Editorial / MAY 26 2020

Ciudad limpia

Tuvo que ser el confinamiento y la amenaza de un contagio masivo que amenaza la vida de las personas, la única manera como de nuevo se volvió a ver a Armenia limpia.

Ni con campañas educativas, ni con premios, ni con castigos, ni cambiando las rutas de recolección, se había podido mantener a Armenia libre de toda suerte de desperdicios esparcidos en la vía pública a cualquier hora del día, porque sencillamente las personas no quieren y no les gusta ver aseada la ciudad en la que viven y de la que derivan su sustento, en la que crecieron y han levantado una familia.

Aunque algunos tercos insisten en dejar la basura en lugares prohibidos o exponerla en el andén justo después de que pasa el carro recolector, el aspecto de la capital quindiana es, por estos días en materia de aseo, el mejor que ha tenido en décadas. Antes de la pandemia el centro era un muladar, los andenes auténticas cloacas, muchos de los pequeños recipientes instalados para depositar basura de mano se dañaron porque los usaron como containers, la contaminación por lixiviados volvió intransitables algunas peatonales. Ni qué hablar de Cielos Abiertos, premio nacional de arquitectura, el mayor botadero de chicles y sobras de comida.

Acá no cabe ningún reparo para Empresas Públicas de Armenia. Los operarios de aseo de EPA también merecen un aplauso, y de pie, por la labor que hacen. La emergencia sanitaria ni los detuvo ni los amedrantó. Ni un solo día ha faltado la recolección de basuras en la capital quindiana. Exponiéndose a todo, incluida la falta de solidaridad de los armenios que ni siquiera una adecuada disposición de los tapabocas y guantes están haciendo, ese ejército de limpieza no para, recorren cada barrio y el centro, barren, recogen y lavan. Más no pueden hacer.
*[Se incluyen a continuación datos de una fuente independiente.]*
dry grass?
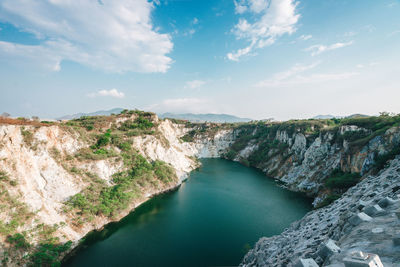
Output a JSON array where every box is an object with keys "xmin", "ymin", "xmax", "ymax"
[{"xmin": 0, "ymin": 117, "xmax": 53, "ymax": 126}]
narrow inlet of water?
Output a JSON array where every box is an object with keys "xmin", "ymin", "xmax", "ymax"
[{"xmin": 63, "ymin": 159, "xmax": 312, "ymax": 267}]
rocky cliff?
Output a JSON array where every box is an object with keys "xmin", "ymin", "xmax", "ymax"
[
  {"xmin": 241, "ymin": 157, "xmax": 400, "ymax": 267},
  {"xmin": 0, "ymin": 111, "xmax": 233, "ymax": 266},
  {"xmin": 224, "ymin": 117, "xmax": 400, "ymax": 206}
]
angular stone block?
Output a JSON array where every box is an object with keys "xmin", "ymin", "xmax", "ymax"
[
  {"xmin": 343, "ymin": 251, "xmax": 383, "ymax": 267},
  {"xmin": 393, "ymin": 236, "xmax": 400, "ymax": 246},
  {"xmin": 363, "ymin": 204, "xmax": 385, "ymax": 217},
  {"xmin": 378, "ymin": 197, "xmax": 400, "ymax": 208},
  {"xmin": 294, "ymin": 258, "xmax": 319, "ymax": 267},
  {"xmin": 349, "ymin": 212, "xmax": 372, "ymax": 226},
  {"xmin": 318, "ymin": 239, "xmax": 340, "ymax": 259},
  {"xmin": 358, "ymin": 199, "xmax": 373, "ymax": 209}
]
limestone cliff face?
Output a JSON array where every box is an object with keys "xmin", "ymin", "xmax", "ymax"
[
  {"xmin": 0, "ymin": 118, "xmax": 232, "ymax": 266},
  {"xmin": 228, "ymin": 125, "xmax": 400, "ymax": 204}
]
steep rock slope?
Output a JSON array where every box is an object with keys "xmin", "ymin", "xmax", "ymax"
[
  {"xmin": 241, "ymin": 157, "xmax": 400, "ymax": 267},
  {"xmin": 224, "ymin": 116, "xmax": 400, "ymax": 206},
  {"xmin": 0, "ymin": 114, "xmax": 233, "ymax": 266}
]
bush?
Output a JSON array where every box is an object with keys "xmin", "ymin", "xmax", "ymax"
[
  {"xmin": 96, "ymin": 129, "xmax": 111, "ymax": 148},
  {"xmin": 118, "ymin": 142, "xmax": 131, "ymax": 152},
  {"xmin": 7, "ymin": 233, "xmax": 31, "ymax": 249},
  {"xmin": 21, "ymin": 127, "xmax": 33, "ymax": 147}
]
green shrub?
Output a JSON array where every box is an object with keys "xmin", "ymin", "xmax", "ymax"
[
  {"xmin": 118, "ymin": 142, "xmax": 131, "ymax": 152},
  {"xmin": 7, "ymin": 233, "xmax": 30, "ymax": 249},
  {"xmin": 96, "ymin": 129, "xmax": 111, "ymax": 148},
  {"xmin": 21, "ymin": 127, "xmax": 33, "ymax": 147}
]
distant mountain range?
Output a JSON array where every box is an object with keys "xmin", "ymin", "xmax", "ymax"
[
  {"xmin": 312, "ymin": 114, "xmax": 369, "ymax": 120},
  {"xmin": 56, "ymin": 108, "xmax": 124, "ymax": 120},
  {"xmin": 158, "ymin": 113, "xmax": 252, "ymax": 123}
]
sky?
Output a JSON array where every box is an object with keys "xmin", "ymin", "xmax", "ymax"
[{"xmin": 0, "ymin": 0, "xmax": 400, "ymax": 120}]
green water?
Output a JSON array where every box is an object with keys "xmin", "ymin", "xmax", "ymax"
[{"xmin": 63, "ymin": 159, "xmax": 311, "ymax": 267}]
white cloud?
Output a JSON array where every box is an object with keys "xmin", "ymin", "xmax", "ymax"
[
  {"xmin": 356, "ymin": 61, "xmax": 380, "ymax": 69},
  {"xmin": 299, "ymin": 34, "xmax": 312, "ymax": 41},
  {"xmin": 146, "ymin": 98, "xmax": 220, "ymax": 113},
  {"xmin": 227, "ymin": 0, "xmax": 300, "ymax": 61},
  {"xmin": 388, "ymin": 30, "xmax": 400, "ymax": 37},
  {"xmin": 255, "ymin": 62, "xmax": 358, "ymax": 87},
  {"xmin": 185, "ymin": 80, "xmax": 206, "ymax": 89},
  {"xmin": 343, "ymin": 32, "xmax": 357, "ymax": 37},
  {"xmin": 87, "ymin": 88, "xmax": 125, "ymax": 98},
  {"xmin": 305, "ymin": 41, "xmax": 353, "ymax": 56},
  {"xmin": 0, "ymin": 0, "xmax": 173, "ymax": 72}
]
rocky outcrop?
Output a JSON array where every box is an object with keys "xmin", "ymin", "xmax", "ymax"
[
  {"xmin": 241, "ymin": 157, "xmax": 400, "ymax": 267},
  {"xmin": 0, "ymin": 117, "xmax": 233, "ymax": 266},
  {"xmin": 230, "ymin": 125, "xmax": 400, "ymax": 205}
]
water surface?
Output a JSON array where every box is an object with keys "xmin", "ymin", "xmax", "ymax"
[{"xmin": 63, "ymin": 159, "xmax": 311, "ymax": 267}]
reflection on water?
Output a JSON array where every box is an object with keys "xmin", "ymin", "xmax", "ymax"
[{"xmin": 63, "ymin": 159, "xmax": 311, "ymax": 266}]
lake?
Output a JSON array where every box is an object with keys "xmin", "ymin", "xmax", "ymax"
[{"xmin": 63, "ymin": 159, "xmax": 312, "ymax": 267}]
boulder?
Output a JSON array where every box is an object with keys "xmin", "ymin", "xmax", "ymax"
[
  {"xmin": 363, "ymin": 204, "xmax": 385, "ymax": 217},
  {"xmin": 378, "ymin": 197, "xmax": 400, "ymax": 208},
  {"xmin": 343, "ymin": 251, "xmax": 383, "ymax": 267},
  {"xmin": 318, "ymin": 239, "xmax": 340, "ymax": 259},
  {"xmin": 349, "ymin": 212, "xmax": 372, "ymax": 226},
  {"xmin": 294, "ymin": 258, "xmax": 319, "ymax": 267}
]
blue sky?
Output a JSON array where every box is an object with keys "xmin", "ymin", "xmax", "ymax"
[{"xmin": 0, "ymin": 0, "xmax": 400, "ymax": 120}]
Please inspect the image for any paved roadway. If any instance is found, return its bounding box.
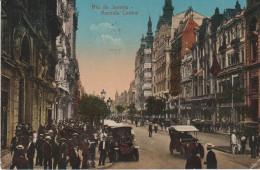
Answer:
[110,123,256,169]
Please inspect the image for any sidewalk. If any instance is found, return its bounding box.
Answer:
[0,148,113,169]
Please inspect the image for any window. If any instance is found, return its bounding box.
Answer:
[236,26,240,38]
[222,56,226,68]
[251,39,257,60]
[241,49,245,62]
[233,76,240,87]
[250,77,258,92]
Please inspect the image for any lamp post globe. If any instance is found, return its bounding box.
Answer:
[101,89,106,100]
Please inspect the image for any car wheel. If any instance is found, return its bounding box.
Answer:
[180,146,185,159]
[134,149,139,161]
[169,143,173,155]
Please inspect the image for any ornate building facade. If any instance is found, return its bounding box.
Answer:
[134,17,153,110]
[216,1,246,123]
[1,0,61,148]
[55,0,80,121]
[152,0,174,98]
[245,0,260,129]
[170,7,205,117]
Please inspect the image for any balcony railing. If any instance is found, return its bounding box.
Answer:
[231,38,240,46]
[249,58,258,65]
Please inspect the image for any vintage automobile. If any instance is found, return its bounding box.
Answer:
[169,125,204,158]
[235,121,258,137]
[110,125,139,162]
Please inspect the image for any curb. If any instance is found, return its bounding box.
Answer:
[95,163,114,169]
[214,147,232,154]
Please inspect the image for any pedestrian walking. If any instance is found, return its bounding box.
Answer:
[255,134,260,156]
[108,138,115,163]
[10,145,30,170]
[240,133,247,154]
[81,138,90,169]
[52,138,60,169]
[231,132,237,154]
[58,138,67,169]
[249,134,256,158]
[10,127,20,155]
[154,124,158,133]
[35,134,44,166]
[27,136,35,169]
[89,135,96,168]
[43,136,52,169]
[204,143,217,169]
[185,148,202,169]
[148,122,153,137]
[98,137,108,166]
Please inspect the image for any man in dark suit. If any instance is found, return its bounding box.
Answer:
[185,148,202,169]
[249,134,256,158]
[27,136,35,169]
[43,136,52,169]
[148,123,153,137]
[204,143,217,169]
[98,137,108,166]
[35,134,44,166]
[10,145,30,169]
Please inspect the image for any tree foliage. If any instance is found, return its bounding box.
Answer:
[78,95,110,127]
[146,96,166,116]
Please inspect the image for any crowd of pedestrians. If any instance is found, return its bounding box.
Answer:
[10,119,112,169]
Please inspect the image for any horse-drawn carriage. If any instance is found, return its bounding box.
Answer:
[169,125,204,158]
[110,125,139,161]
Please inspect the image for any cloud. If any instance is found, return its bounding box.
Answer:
[101,34,122,46]
[89,22,116,32]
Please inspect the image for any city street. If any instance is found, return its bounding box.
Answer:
[111,122,259,169]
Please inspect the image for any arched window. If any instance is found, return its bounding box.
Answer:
[20,37,30,64]
[249,17,257,32]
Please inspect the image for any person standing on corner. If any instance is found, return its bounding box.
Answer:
[185,148,202,169]
[43,136,52,169]
[27,136,35,169]
[98,137,108,166]
[148,122,153,137]
[204,143,217,169]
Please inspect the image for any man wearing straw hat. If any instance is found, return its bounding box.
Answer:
[43,136,52,169]
[10,145,30,169]
[204,143,217,169]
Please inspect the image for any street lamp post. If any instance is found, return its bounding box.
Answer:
[107,97,112,111]
[101,89,106,129]
[101,89,106,100]
[63,104,65,121]
[56,102,59,124]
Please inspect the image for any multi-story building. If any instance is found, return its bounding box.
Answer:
[55,0,80,121]
[1,0,61,149]
[216,1,246,123]
[135,17,153,110]
[152,0,174,98]
[170,7,205,116]
[127,80,135,106]
[245,0,260,129]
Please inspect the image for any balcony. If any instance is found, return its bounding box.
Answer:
[231,38,240,46]
[218,44,227,53]
[249,58,258,65]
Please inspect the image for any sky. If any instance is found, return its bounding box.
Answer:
[76,0,246,100]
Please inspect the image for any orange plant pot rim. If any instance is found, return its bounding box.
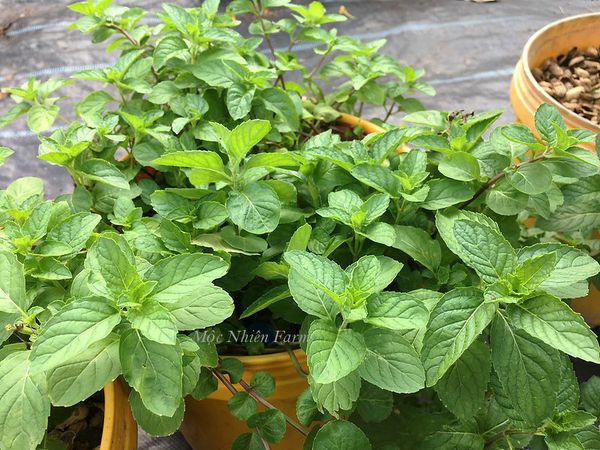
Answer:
[100,379,138,450]
[510,13,600,140]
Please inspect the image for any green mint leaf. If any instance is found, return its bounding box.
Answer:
[581,375,600,416]
[575,427,600,450]
[534,103,566,146]
[454,220,517,283]
[85,234,142,299]
[46,212,101,252]
[518,243,600,298]
[508,162,552,195]
[227,392,257,420]
[231,432,265,450]
[544,432,585,450]
[0,252,31,326]
[423,179,475,211]
[286,223,312,252]
[144,253,229,304]
[191,367,219,400]
[556,355,579,412]
[0,102,31,128]
[240,285,292,319]
[23,203,53,240]
[513,252,556,290]
[306,319,366,384]
[148,80,181,105]
[490,314,560,426]
[486,178,530,216]
[225,119,271,163]
[159,219,192,253]
[246,409,285,444]
[152,150,225,173]
[308,370,361,414]
[346,255,381,295]
[31,297,121,371]
[226,83,256,120]
[350,164,402,198]
[536,175,600,233]
[152,150,231,186]
[26,104,59,134]
[48,334,121,406]
[424,430,485,450]
[356,327,425,393]
[435,341,491,420]
[225,182,281,234]
[129,390,185,436]
[119,330,183,417]
[313,420,371,450]
[260,87,300,130]
[152,36,188,70]
[0,351,50,450]
[502,124,544,150]
[508,295,600,364]
[250,371,275,397]
[78,159,129,191]
[356,383,394,423]
[360,194,390,226]
[190,60,248,88]
[392,225,442,273]
[438,152,480,181]
[284,251,348,319]
[194,202,229,230]
[127,298,177,345]
[366,292,429,330]
[165,284,234,330]
[402,111,448,131]
[355,222,396,247]
[421,287,496,386]
[296,388,320,427]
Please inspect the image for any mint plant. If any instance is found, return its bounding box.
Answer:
[0,0,600,450]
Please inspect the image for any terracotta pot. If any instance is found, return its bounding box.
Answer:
[510,13,600,150]
[180,350,308,450]
[100,378,137,450]
[338,113,410,153]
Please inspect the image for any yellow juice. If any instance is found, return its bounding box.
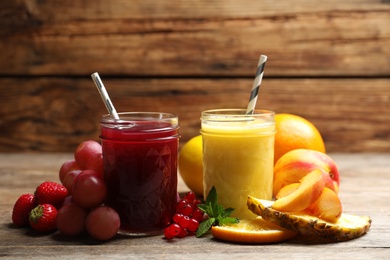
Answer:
[201,110,275,218]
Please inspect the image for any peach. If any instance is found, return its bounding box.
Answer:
[273,149,340,196]
[305,187,342,222]
[272,169,325,212]
[275,182,300,199]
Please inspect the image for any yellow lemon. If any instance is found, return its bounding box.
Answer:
[178,135,203,197]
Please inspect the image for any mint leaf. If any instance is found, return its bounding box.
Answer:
[196,186,239,237]
[196,218,215,237]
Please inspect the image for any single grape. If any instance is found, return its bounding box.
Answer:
[56,202,88,236]
[85,153,103,178]
[74,140,102,170]
[62,170,82,195]
[85,206,120,241]
[73,170,107,209]
[59,159,80,184]
[184,191,196,203]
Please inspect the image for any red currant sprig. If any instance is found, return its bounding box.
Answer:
[164,191,204,239]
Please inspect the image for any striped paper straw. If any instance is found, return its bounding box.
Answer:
[91,72,119,120]
[246,55,267,115]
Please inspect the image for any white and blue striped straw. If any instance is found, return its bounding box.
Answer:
[246,55,267,115]
[91,72,119,120]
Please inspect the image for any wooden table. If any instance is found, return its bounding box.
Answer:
[0,154,390,259]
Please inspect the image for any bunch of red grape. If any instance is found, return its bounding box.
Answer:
[56,141,120,240]
[164,191,204,239]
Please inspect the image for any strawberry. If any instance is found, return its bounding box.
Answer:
[29,204,57,232]
[35,181,68,207]
[12,194,36,227]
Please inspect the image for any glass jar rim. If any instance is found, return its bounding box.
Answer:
[101,112,178,124]
[202,108,275,117]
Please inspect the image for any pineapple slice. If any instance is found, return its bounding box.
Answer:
[247,196,371,241]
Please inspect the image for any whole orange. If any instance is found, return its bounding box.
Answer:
[274,114,325,163]
[178,135,203,197]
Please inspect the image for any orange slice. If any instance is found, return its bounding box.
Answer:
[211,217,297,244]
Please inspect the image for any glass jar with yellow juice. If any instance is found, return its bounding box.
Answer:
[201,109,275,218]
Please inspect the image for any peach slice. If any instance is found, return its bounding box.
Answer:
[275,182,301,199]
[305,187,342,222]
[273,149,340,196]
[272,169,325,212]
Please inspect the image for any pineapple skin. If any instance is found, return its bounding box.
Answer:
[247,196,372,242]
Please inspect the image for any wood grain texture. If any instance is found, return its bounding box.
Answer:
[0,75,390,152]
[0,153,390,259]
[0,0,390,76]
[0,0,390,152]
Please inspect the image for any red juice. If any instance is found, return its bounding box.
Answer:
[101,112,179,236]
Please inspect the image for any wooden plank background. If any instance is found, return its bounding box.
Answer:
[0,0,390,152]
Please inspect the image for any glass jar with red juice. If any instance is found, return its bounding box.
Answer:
[101,112,179,236]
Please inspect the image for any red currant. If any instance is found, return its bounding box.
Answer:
[177,228,188,238]
[187,218,199,232]
[184,191,196,203]
[173,213,183,224]
[164,226,174,239]
[176,201,193,216]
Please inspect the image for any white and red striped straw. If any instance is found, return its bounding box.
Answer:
[91,72,119,120]
[246,55,267,115]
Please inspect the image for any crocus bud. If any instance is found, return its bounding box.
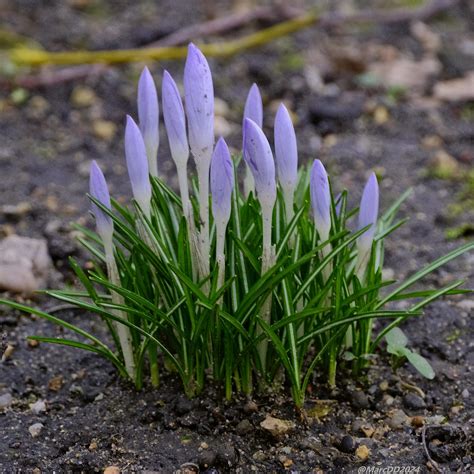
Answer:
[137,67,160,176]
[125,115,151,215]
[211,138,234,227]
[275,104,298,193]
[89,161,114,241]
[242,84,263,128]
[244,119,276,207]
[310,160,331,242]
[242,84,263,196]
[161,71,189,167]
[357,173,379,251]
[184,43,214,165]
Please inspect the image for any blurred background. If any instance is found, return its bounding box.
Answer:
[0,0,474,280]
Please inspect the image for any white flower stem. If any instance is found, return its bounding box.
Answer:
[282,187,295,248]
[197,160,210,292]
[176,166,199,281]
[216,221,227,303]
[244,163,255,198]
[104,237,136,381]
[257,204,275,368]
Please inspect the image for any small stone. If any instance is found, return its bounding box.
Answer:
[28,423,44,438]
[428,150,460,179]
[244,400,258,413]
[260,415,295,437]
[92,119,117,142]
[0,393,13,408]
[217,443,237,467]
[339,435,355,454]
[235,418,253,435]
[350,390,369,409]
[403,393,426,410]
[30,400,46,415]
[411,415,425,428]
[71,86,98,108]
[387,410,409,429]
[356,444,370,461]
[48,375,64,392]
[278,456,293,469]
[252,449,267,462]
[197,450,217,470]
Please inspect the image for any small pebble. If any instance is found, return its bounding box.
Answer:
[387,410,409,430]
[104,466,120,474]
[30,400,46,415]
[235,419,253,435]
[0,393,13,408]
[244,400,258,413]
[28,423,44,438]
[356,444,370,461]
[197,450,217,470]
[403,393,426,410]
[339,435,355,454]
[411,415,425,428]
[350,390,369,408]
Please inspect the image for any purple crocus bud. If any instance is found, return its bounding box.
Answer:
[244,119,276,207]
[184,43,214,168]
[242,84,263,128]
[358,173,379,251]
[275,104,298,195]
[125,115,151,215]
[89,160,114,241]
[310,160,331,242]
[137,67,160,176]
[211,138,234,227]
[161,71,189,168]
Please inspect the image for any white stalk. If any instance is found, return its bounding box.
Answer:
[197,159,210,286]
[244,164,255,198]
[104,237,136,380]
[257,203,275,367]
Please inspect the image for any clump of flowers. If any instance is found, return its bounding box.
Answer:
[0,44,474,407]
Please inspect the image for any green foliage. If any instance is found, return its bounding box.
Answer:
[0,165,474,406]
[385,327,435,379]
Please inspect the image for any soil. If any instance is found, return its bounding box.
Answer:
[0,0,474,474]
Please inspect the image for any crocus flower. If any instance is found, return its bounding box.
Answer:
[242,84,263,196]
[358,173,379,251]
[161,71,189,168]
[89,160,114,241]
[275,104,298,192]
[243,119,276,207]
[310,160,331,242]
[242,84,263,128]
[137,67,160,176]
[184,43,214,168]
[211,138,234,227]
[275,104,298,221]
[125,115,151,215]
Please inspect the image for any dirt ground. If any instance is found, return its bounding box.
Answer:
[0,0,474,474]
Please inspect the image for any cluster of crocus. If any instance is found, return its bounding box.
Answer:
[0,44,474,406]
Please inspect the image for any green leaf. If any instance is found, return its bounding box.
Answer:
[385,327,408,347]
[402,347,435,380]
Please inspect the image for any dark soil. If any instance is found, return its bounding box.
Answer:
[0,0,474,474]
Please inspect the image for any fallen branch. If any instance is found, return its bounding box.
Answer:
[10,0,459,67]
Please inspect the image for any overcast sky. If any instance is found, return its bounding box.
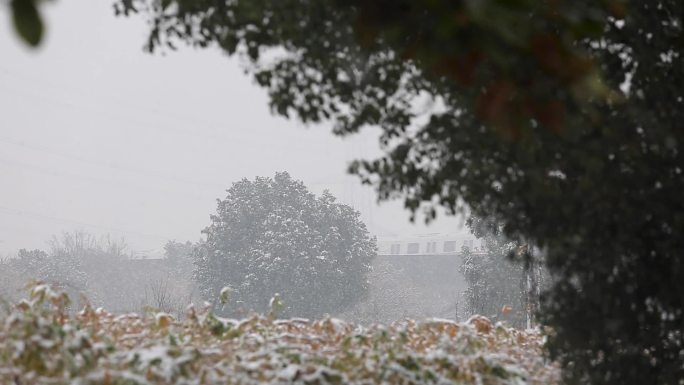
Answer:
[0,0,463,256]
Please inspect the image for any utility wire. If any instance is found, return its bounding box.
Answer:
[0,205,174,241]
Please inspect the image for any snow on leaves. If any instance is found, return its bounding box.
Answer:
[0,287,559,385]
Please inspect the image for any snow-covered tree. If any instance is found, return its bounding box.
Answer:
[461,218,546,328]
[195,172,377,317]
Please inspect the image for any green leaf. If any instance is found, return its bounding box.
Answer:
[11,0,43,47]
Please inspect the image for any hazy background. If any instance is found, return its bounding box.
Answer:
[0,0,464,256]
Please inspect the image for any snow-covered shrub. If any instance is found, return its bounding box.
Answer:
[0,285,559,385]
[195,173,377,317]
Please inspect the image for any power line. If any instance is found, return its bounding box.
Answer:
[0,205,174,241]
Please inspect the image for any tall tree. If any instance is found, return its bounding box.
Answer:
[109,0,684,384]
[195,173,377,317]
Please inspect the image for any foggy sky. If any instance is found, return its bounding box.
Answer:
[0,0,463,256]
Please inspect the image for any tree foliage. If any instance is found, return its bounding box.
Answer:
[461,218,548,328]
[195,173,377,317]
[111,0,684,384]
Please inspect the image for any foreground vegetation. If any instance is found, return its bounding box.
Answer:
[0,285,559,385]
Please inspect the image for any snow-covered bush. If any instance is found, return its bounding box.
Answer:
[0,285,559,385]
[195,173,377,317]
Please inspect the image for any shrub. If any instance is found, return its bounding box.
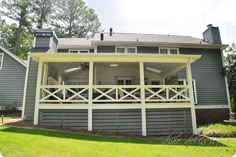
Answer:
[0,103,18,114]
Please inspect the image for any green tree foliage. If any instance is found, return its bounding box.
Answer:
[0,21,33,59]
[52,0,101,38]
[32,0,54,29]
[0,0,101,59]
[225,43,236,112]
[0,0,31,55]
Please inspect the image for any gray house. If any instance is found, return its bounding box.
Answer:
[23,25,229,136]
[0,46,27,109]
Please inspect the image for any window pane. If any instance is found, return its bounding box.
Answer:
[160,49,168,54]
[151,80,160,85]
[70,51,78,53]
[117,48,125,53]
[80,50,88,53]
[127,48,136,53]
[170,49,178,54]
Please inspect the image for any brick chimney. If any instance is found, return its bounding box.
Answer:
[202,24,221,44]
[31,28,58,53]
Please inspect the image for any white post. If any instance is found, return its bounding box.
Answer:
[186,61,197,134]
[88,61,93,131]
[42,63,48,85]
[139,62,147,136]
[34,60,43,125]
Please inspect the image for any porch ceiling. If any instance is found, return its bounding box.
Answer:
[30,53,201,63]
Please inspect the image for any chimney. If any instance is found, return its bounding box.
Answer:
[100,33,104,41]
[202,24,221,44]
[31,28,58,53]
[110,28,113,36]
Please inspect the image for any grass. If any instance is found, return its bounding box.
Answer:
[198,123,236,137]
[0,126,236,157]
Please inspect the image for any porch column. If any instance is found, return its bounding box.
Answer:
[42,63,48,85]
[186,61,197,134]
[139,62,147,136]
[88,61,93,131]
[34,60,43,125]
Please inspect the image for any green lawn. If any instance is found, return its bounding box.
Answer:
[198,123,236,137]
[0,126,236,157]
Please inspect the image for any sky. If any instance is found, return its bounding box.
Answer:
[85,0,236,44]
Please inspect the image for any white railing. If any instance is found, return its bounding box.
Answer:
[40,85,89,103]
[93,85,141,103]
[145,85,190,102]
[40,85,190,104]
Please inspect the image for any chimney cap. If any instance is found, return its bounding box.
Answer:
[207,24,213,28]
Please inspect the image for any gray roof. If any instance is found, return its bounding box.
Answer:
[94,33,208,44]
[58,33,224,49]
[58,38,91,49]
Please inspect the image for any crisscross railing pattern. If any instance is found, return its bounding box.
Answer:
[93,85,141,102]
[145,85,190,102]
[40,85,88,103]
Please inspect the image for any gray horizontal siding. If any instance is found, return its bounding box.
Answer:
[97,46,116,53]
[0,49,26,107]
[146,109,192,135]
[93,109,142,135]
[177,48,228,105]
[39,110,88,130]
[25,59,38,120]
[137,46,159,53]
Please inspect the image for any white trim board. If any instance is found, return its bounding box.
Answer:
[0,53,4,70]
[0,46,27,67]
[195,105,229,109]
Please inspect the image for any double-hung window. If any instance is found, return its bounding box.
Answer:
[178,79,198,104]
[69,49,89,53]
[116,46,137,53]
[0,53,4,70]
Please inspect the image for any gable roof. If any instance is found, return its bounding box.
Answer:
[92,32,227,47]
[0,46,27,67]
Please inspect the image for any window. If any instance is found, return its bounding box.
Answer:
[69,50,89,53]
[127,47,136,53]
[159,48,179,55]
[116,47,125,53]
[117,77,132,85]
[178,79,198,104]
[160,49,168,54]
[0,53,4,70]
[151,79,161,85]
[116,47,137,53]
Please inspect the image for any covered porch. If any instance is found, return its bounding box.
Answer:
[31,54,201,135]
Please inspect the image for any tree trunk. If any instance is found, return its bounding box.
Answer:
[15,22,22,55]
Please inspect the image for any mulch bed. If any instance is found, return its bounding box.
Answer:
[4,119,209,139]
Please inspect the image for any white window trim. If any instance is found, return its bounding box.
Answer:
[159,47,179,55]
[69,49,89,53]
[115,46,137,54]
[0,53,4,70]
[178,79,198,104]
[150,79,162,85]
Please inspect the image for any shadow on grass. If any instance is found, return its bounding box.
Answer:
[0,126,226,147]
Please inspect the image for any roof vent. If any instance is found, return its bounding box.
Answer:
[207,24,212,28]
[100,33,104,41]
[110,28,113,36]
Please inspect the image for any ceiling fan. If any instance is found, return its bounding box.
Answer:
[145,67,162,74]
[64,63,89,73]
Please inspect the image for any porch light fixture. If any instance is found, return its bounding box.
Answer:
[110,63,118,67]
[145,67,162,74]
[64,66,82,73]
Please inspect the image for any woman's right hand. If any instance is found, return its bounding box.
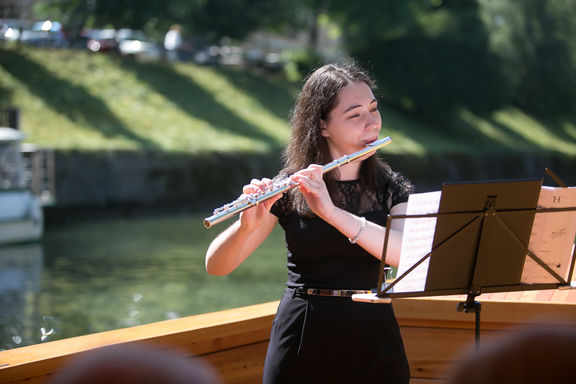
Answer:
[240,178,282,231]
Que no se busque el ahogado río arriba. No es que haga falta carros recolectores de basura, ni rutas, ni personal, tampoco justifica el desaseo que ocasionalmente una ruta se retrase unos minutos. Lo que hace falta es cultura ciudadana, amor por la ciudad y respeto por ese planeta que cada vez recibe más ofensas y maltrato por parte del hombre. Lo único que le falta a EPA es entrar a las casas, separar y empacarle la basura a las familias y sacarla hasta el carro o contenedor más cercano. 

Los usuarios exigen y protestan, se saben el decálogo de derechos pero tienen bien embolatado el manual de obligaciones. La suciedad que producen transmite abandono e inseguridad. Reclaman una mejor ciudad pero eso es imposible si no hay mejores ciudadanos. La prueba es la Armenia de estos días, mucho más limpia, debido al encierro al que fue sometido el mayor depredador vivo del planeta.

Ojalá cuando todo el comercio se reactive y quienes hoy piden volver a abrir sus negocios reciban los permisos para hacerlo, también quieran poner de su parte para frenar la inmundicia en la que cayó la capital quindiana. Muchos de los comerciantes son grandes y permanentes contaminantes. Tienen que reconsiderar algunas pésimas costumbres, como pagarle a los habitantess de calle para que les boten la basura, o dejar la basura en la vía pública cuando cierran sus negocios. Claro que otra buena parte de la culpa la tienen los clientes del comercio que también son, dicho sea de paso, enemigos de una mejor ciudad.